Scientists at the Walter Reed Army Institute for Research recently demonstrated that brain-related proteins are linked to low levels of overpressure exposure from weapons and explosives used in training.
Blast overpressure is the displacement of air above normal atmospheric pressure. Service Members are exposed to overpressure generated by heavy caliber weapons or from explosive breaching (making entry points to secured structures) in combat and during routine training. Repeated exposure is associated with increased prevalence of health problems including disrupted sleep, difficulty thinking, headaches and dizziness. Blast overpressure exposure is also linked to increased risk of traumatic brain injury and post-concussion syndrome.
In recent publications cited within PLoS One and Frontiers in Neurology, WRAIR scientists adapted protein detection technology to identify TBI-related biomarkers among military personnel exposed to blast overpressure. Within a few hours, these blood-based biomarker changes were seen even when concussion-like symptoms were reported by few personnel, suggesting a high degree of sensitivity. These publications are some of the first to show that multiple blood-based TBI biomarkers are affected soon after overpressure exposure, even in the absence of a brain injury diagnosis.
“Early survey of blood biomarker dynamics is worth further evaluation as it may enhance our ability to objectively monitor Soldier health without a clinically defined concussion,” discussed study authors, Dr.
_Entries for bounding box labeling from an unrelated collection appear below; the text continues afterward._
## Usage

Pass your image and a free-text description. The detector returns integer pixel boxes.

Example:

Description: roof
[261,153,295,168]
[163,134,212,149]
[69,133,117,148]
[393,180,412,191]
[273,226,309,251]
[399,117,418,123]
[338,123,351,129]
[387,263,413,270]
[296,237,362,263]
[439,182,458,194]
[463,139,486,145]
Angela Boutte and Dr. Bharani Thangavelu.
Dr. Walter Carr, a leading WRAIR brain health researcher, emphasized the potential impact of blast overpressure exposure experienced by military personnel stating, “Low level blast exposure within routine military training should not be expected to result in acute, gross behavioral deficits for the majority of personnel. However, repeated exposure across years does correlate with symptomology, especially when a history of chronic exposure is exacerbated by new, large magnitude exposures.”
Ongoing research is focused on evaluating these brain-related proteins and other biomarkers, as well as symptoms, within larger study groups who are routinely exposed to blast overpressure while remaining fit for duty. Blood-based biomarkers have the potential to serve indicators of blast overpressure exposure in absence of a direct impact to the head.